JMU defender Aiden Gobaira, who had 38 tackles and four sacks for the Dukes this season after his injury-plagued time with Notre Dame, committed to UCLA, according to On3 Sports, reuniting him with coach Bob Chesney.

Gobaira will be joined at UCLA, according to On3 Sports, by former Virginia Tech cornerback Dante Lovett, who has 36 career tackles, an interception and a forced fumble.

JMU gained a commitment from running back Seth Cromwell, a 5-10, 215-pounder who rushed for 646 yards and nine touchdowns for Northern Arizona in 2025, according to his agency. Also committing to JMU was Danny Royster, a first-team All-Great Lakes Valley Conference defensive end from the Division II University of Indianapolis. So did long snapper Mitchell Dietzel from Eastern Michigan and tight end Cole Keller from East Tennessee State.

Former East Carolina quarterback Katin Houser committed to Illinois. He was 269 for 408 for 3,300 yards, 19 touchdowns and six interceptions in 2025.

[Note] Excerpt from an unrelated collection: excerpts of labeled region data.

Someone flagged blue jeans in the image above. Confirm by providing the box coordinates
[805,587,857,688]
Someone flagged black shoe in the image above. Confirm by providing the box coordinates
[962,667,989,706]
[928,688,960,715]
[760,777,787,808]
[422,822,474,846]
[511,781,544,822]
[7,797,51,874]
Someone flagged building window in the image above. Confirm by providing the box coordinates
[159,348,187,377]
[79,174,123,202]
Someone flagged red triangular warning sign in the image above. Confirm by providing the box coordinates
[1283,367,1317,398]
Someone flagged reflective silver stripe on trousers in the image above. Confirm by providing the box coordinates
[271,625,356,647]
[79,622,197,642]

ECU hires defensive coordinator, receivers coach

Jordon Hankins was named East Carolina’s defensive coordinator, according to an announcement by head coach Blake Harrell.

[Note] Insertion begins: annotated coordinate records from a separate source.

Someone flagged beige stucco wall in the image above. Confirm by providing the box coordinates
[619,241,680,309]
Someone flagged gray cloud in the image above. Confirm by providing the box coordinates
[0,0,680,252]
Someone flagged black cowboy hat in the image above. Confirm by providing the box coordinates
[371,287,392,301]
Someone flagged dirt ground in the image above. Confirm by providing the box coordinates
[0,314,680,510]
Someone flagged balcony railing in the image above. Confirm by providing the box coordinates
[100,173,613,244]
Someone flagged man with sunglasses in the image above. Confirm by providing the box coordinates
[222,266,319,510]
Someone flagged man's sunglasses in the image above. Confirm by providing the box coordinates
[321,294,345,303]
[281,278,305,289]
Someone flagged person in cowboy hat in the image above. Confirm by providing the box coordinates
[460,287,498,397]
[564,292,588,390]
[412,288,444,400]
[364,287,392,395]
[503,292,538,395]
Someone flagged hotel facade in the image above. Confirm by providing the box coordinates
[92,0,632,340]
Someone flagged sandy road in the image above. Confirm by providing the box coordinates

Hankins comes from the University of Memphis, where he served as the defensive coordinator (2024-25), linebackers coach (2021-25) and assistant special teams coordinator (2021-23).

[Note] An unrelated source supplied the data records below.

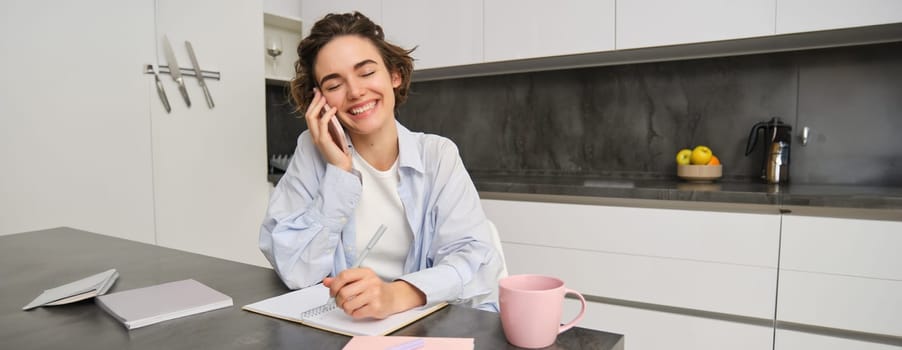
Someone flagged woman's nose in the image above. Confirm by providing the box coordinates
[348,80,366,100]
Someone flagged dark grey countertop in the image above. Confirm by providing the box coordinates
[0,227,625,350]
[471,172,902,213]
[269,171,902,220]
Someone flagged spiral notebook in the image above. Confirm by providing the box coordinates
[242,284,448,336]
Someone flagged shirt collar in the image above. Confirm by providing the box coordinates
[395,120,424,173]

Also, ECU hired Juan Soto as the receivers coach. He spent the last two years as the assistant wide receivers coach for North Texas under new Pirates offensive coordinator Jordan Davis.

COLLEGE WOMEN’S LACROSSE

UVA 7th, JMU 20th in preseason poll

Virginia was ranked seventh and James Madison 20th in USA Lacrosse’s preseason poll. Defending champion North Carolina, which will open its season at noon Feb. 7 at JMU, was ranked No. 1.

PRO FOOTBALL

Commanders do deal with ex-ODU cornerback

Former Old Dominion cornerback Tre Hawkins signed a reserve/futures contract with the Commanders. He spent the second half of the season on Washington’s practice squad.

COLLEGE MEN’S BASKETBALL

NSU assistant makes prestigious list

Norfolk State assistant coach Leonard Fairley has been named to the 2025 Silver Waves Media Rising Stars Mid-Major Assistant Coaches and GMs List, recognizing top emerging talent.

Fairley has been a member of the Spartans’ men’s basketball program for eight seasons, including his time as a student manager before transitioning into a coaching role.

During his tenure on the coaching staff, NSU has compiled a 155-88 overall record and a 77-23 mark in Mid-Eastern Athletic Conference play, capturing five regular-season championships and three MEAC Tournament titles.

COLLEGE WOMEN’S BASKETBALL

Radford freshman takes Big South honor

Radford forward Georgia Simonsen was named the Big South Freshman of the Week after totaling 30 points, 13 rebounds and two assists in two games.